Load resources from a FHIR Bundle:

from fhirkit.engine.cql import CQLEvaluator, BundleDataSource

bundle = {
    "resourceType": "Bundle",
    "entry": [
        {"resource": {"resourceType": "Patient", "id": "p1", "birthDate": "1990-01-01"}},
        {"resource": {
            "resourceType": "Condition",
            "id": "c1",
            "subject": {"reference": "Patient/p1"},
            "code": {"coding": [{"system": "http://snomed.info/sct", "code": "44054006"}]},
        }},
    ],
}

ds = BundleDataSource(bundle)
evaluator = CQLEvaluator(data_source=ds)

# Compile and evaluate...

PatientBundleDataSource

For patient-centric bundles, automatically filters to the patient:

from fhirkit.engine.cql import CQLEvaluator, PatientBundleDataSource

# Load patient bundle (e.g., from a FHIR server)
with open("patient_bundle.json") as f:
    bundle = json.load(f)

ds = PatientBundleDataSource(bundle)
evaluator = CQLEvaluator(data_source=ds)

# The patient is automatically extracted
patient = ds.patient  # {"resourceType": "Patient", ...}

# Retrieve operations are automatically scoped to this patient
conditions = evaluator.evaluate_definition("Conditions", resource=patient)

Retrieve Operations

CQL retrieve syntax queries the data source:

library Example
using FHIR version '4.0.1'

context Patient

// Simple retrieve - all resources of type
define AllConditions: [Condition]

// Retrieve with code filter
codesystem "SNOMED": 'http://snomed.info/sct'
valueset "Diabetes": 'http://example.org/vs/diabetes'

define DiabetesConditions: [Condition: code in "Diabetes"]

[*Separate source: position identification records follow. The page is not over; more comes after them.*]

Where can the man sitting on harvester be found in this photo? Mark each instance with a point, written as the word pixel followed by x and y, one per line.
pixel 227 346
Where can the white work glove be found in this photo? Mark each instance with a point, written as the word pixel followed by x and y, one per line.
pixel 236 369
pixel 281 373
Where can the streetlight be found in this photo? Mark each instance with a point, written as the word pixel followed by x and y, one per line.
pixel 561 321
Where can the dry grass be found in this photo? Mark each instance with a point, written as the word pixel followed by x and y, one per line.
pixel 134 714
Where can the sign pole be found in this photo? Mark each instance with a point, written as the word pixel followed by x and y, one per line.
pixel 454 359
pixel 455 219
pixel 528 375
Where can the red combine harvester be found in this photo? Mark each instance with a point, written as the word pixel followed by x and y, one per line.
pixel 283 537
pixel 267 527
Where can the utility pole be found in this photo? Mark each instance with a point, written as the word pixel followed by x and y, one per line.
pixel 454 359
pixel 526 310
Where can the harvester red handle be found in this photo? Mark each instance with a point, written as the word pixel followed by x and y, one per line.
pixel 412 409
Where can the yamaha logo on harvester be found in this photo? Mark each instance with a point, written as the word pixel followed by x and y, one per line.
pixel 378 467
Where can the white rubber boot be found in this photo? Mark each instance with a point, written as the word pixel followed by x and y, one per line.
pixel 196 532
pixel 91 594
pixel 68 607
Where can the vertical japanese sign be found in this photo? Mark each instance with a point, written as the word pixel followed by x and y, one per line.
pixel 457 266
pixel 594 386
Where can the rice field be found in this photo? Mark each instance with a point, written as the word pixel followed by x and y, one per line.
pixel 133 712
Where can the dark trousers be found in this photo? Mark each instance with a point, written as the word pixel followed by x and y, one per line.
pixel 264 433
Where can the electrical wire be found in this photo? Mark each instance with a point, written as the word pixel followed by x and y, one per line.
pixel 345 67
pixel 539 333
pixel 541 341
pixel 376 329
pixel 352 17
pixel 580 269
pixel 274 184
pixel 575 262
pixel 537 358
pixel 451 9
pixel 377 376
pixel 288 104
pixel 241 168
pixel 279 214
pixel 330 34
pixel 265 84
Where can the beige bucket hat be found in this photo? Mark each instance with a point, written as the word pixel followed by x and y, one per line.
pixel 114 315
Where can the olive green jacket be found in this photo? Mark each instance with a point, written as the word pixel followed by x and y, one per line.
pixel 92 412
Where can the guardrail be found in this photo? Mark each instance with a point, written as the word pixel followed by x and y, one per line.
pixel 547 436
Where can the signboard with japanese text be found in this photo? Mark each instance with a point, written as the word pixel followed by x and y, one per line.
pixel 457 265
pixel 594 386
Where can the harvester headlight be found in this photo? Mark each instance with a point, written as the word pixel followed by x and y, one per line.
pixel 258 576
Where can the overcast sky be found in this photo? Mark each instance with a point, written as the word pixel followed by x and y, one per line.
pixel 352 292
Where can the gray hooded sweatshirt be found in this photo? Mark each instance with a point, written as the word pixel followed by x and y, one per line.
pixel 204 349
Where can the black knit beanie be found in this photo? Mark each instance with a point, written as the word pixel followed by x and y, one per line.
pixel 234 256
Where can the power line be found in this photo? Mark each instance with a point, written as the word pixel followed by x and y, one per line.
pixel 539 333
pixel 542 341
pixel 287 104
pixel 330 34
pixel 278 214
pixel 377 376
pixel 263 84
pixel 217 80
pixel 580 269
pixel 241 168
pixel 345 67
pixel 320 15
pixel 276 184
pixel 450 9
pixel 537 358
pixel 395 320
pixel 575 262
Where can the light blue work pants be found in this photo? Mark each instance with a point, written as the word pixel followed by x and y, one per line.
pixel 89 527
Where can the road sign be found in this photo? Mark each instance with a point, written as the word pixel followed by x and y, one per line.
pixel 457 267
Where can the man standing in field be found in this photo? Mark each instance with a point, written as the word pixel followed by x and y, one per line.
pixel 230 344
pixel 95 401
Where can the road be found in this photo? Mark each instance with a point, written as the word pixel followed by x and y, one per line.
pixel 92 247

// Retrieve uses patient context automatically
define PatientObservations: [Observation]  // Filtered to current patient

Adding ValueSets

For code filtering with valuesets:

from fhirkit.engine.cql import CQLCode, InMemoryDataSource

ds = InMemoryDataSource()

# Add expanded valueset
ds.add_valueset(
    "http://example.org/vs/diabetes",
    [
        CQLCode(code="44054006", system="http://snomed.info/sct"),
        CQLCode(code="E11", system="http://hl7.org/fhir/sid/icd-10"),
    ],
)

# Now [Condition: code in "Diabetes"] will filter appropriately

Advanced Examples

Batch Patient Processing

from fhirkit.engine.cql import CQLEvaluator, InMemoryDataSource
import json
from pathlib import Path

def process_patient_population(
    cql_source: str,
    patient_bundles: list[Path],
    definitions: list[str]
) -> list[dict]:
    """Process multiple patients through CQL logic."""
    evaluator = CQLEvaluator()
    evaluator.compile(cql_source)

    results = []

    for bundle_path in patient_bundles:
        with open(bundle_path) as f:
            bundle = json.load(f)

        # Create data source for this patient
        ds = PatientBundleDataSource(bundle)
        evaluator._data_source = ds

        # Evaluate requested definitions
        patient_result = {
            "patient_id": ds.patient.get("id"),
            "file": str(bundle_path),
        }

        for defn in definitions:
            try:
                value = evaluator.evaluate_definition(defn, resource=ds.patient)
                patient_result[defn] = value
            except Exception as e:
                patient_result[defn] = f"Error: {e}"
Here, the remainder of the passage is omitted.